The defendant did not enter into the possession of said premises under claim of title exclusive of other right, founding such claim upon said deed from plaintiff, but he entered into the possession under and in pursuance of said agreement, to hold the same as security for said debt; and he never, at any time prior to January 22,1885, gave the plaintiff notice that he, defendant, claimed the land as his own, or denied the right of plaintiff to redeem the same, except so far as his, defendant’s, possession under said agreement, after the said land had become salable for enough to pay said indebtedness, was notice of an adverse holding.
The court further finds the defendant has, ever since the twenty-ninth day of August, 1874, been in the exclusive possession of said land, and ever since January 1, 1879, holding the same adversely to the plaintiff, under claim of title under said deed, and at all times asserted said right when called upon to disclose his claim respecting said land.
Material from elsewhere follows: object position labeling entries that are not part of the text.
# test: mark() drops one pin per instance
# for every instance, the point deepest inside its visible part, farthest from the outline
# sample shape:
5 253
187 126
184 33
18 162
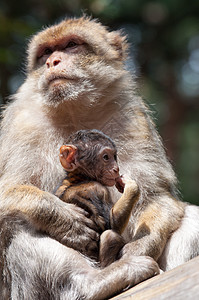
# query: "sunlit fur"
38 121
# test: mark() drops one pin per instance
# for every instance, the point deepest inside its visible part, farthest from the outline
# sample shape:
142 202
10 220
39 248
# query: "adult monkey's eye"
105 157
71 44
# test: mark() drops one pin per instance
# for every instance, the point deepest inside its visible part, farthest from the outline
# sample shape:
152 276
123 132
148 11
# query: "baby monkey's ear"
68 157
And also finds plaintiff’s cause of action is barred by the provisions of section 346, and of sections 319, 322, and 343, Code of Civil Procedure. -
The findings of an adverse holding, and of the bar of the statute of limitations, are attacked by appellant, on the ground that the court does not find that the action is barred by the provisions of section 346, Code of Civil Procedure, which alone applies to this case. That section reads as follows: “An action to redeem a mortgage of real property, with or without an account of rents and profits, may be brought by the mortgagor, or those claiming under him, against the mortgagee in possession, or those claiming under him, unless he or they have continuously maintained an adverse possession of the mortgaged premises for five years after breach of some condition of the mortgage.” The contention of the appellant is, that the findings show that the possession of defendant was not adverse before the 22d of January, 1885, and this action was commenced within a few days thereafter.
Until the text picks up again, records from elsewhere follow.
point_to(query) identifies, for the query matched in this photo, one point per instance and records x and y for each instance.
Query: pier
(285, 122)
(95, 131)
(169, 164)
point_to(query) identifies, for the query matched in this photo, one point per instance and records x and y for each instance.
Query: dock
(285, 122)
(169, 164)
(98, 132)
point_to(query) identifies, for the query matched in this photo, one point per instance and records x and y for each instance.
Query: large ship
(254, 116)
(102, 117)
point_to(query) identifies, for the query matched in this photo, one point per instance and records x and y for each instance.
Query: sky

The specific findings of fact' certainly sustain that contention, and “if a discrepancy exist, the more specific findings of particular facts must control.” (Hidden v. Jordan, 28 Cal. 301.) The specific findings show that, the entry and possession of the defendant was not adverse to the plaintiff up to January 22, 1885. In Frink v. Le Roy, 49 Cal. 314, the defendant had entered into and held possession of the mortgaged premises under a contract not materially different from that under which the defendant entered into and held possession in this case. The court in that case said it would hardly be claimed that the plaintiff would be barred of the right to resume the possession upon payment or tender of the balance of the mortgage debt.
The possession of the defendant must be adverse for five years after the breach of some condition of the mortgage, in order to bar the plaintiff’s right of action to redeem. We so held in Cohen v. Mitchell, 9 Pac. Rep. 649. Here the findings show that the possession was not adverse for any such period.
The judgment is reversed, and the cause remanded to the court below, with directions to enter judgment on the findings for the plaintiff.
McFarland, J., and Thornton, J., concurred.